In this light, the construction of the piano keyboard is clearly a reflection of the human hand. Like fingers, the keys are arranged in a linear side by side manner. Fingers push down in one direction and the keys push back. However, the keyboard is only a digital interface. Each key is just a switch, which can only be turned on to a single amount and turned off sometime later. Mathematically it is actually a base twelve digital interface, requiring lateral displacement of the hand's position at least every octave, (although base ten might have been more comfortable). Traditionally, expression is achieved by creating pointillistic suggestions of a continuous gestural space.

What finally occured to me is that what's missing from synthesizers is a reflection of muscles. Continuous muscular exertion is required to play a traditional musical instrument, and there is no analog for this in the synthesis architecture. One solution was proposed by my friend and computer music pioneer Scot Gresham-Lancaster. In 1984 Scot had done some force feedback experiments at The Exploratorium in San Francisco, using linear motors like the ones that move the heads in hard disk drives. He figured that to simulate interaction with a musical instrument, a motion detector and programmable circuitry would also be required . To emulate a guitar bend, for example, the motor would have to push back with an exponentially increasing amount of force, the way a guitar string does, and also respond to velocity and acceleration.

So I pulled a motor out of an old crashed hard disk and sat down to figure out the exact mathematical relation for a guitar string. But then I remembered from my introductory engineering class that metal wire is elastic, and that elasticity is linear. So if a guitar string, or say a rubber band is linearly elastic, then why does it become exponentially harder to stretch the further you stretch it, until it is almost infinitely difficult? An infinitely resistive rubber band? That's absurd.

Then I had something of a revelation. If what seems like non-linear interaction isn't really non-linear, then it must be the perception of the interaction that is non-linear. That is, it must be that muscle activation is also a perceptual process and this sense of nonlinearity is a perceptual property of muscles. There is a finite limit to your muscles' strength and as you reach your limit, you can exert an increasing amount of force only with greater and greater difficulty. It only seems like a rubber band has nearly infinite resistive power because it is difficult to exert enough force to actually break one. Then I realized that just like other perceptual modes, this nonlinear property of muscle activation could be modeled electronically. After that it took several years to map out the parameters of gesture modelling. But it was the counterintuitive nature of this problem that had kept the solution hidden.
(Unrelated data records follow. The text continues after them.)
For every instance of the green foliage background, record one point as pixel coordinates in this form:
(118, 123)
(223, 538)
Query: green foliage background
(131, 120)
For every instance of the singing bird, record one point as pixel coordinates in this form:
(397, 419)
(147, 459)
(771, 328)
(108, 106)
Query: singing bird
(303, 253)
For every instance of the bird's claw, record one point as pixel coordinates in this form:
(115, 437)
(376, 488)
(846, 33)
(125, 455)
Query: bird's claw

Another insight that proved valuable is that gestures are wavelike in nature. This is because muscles always operate in pairs. One muscle pulls in one direction, while the other controls the motion by pulling in the opposite direction. Then the roles are reversed. This system of opposing cyclic forces closely resembles the phenomena known as simple harmonic motion, which causes sound wave vibrations. Breathing, walking, chewing, waving, and playing music are all performed with cyclic motions.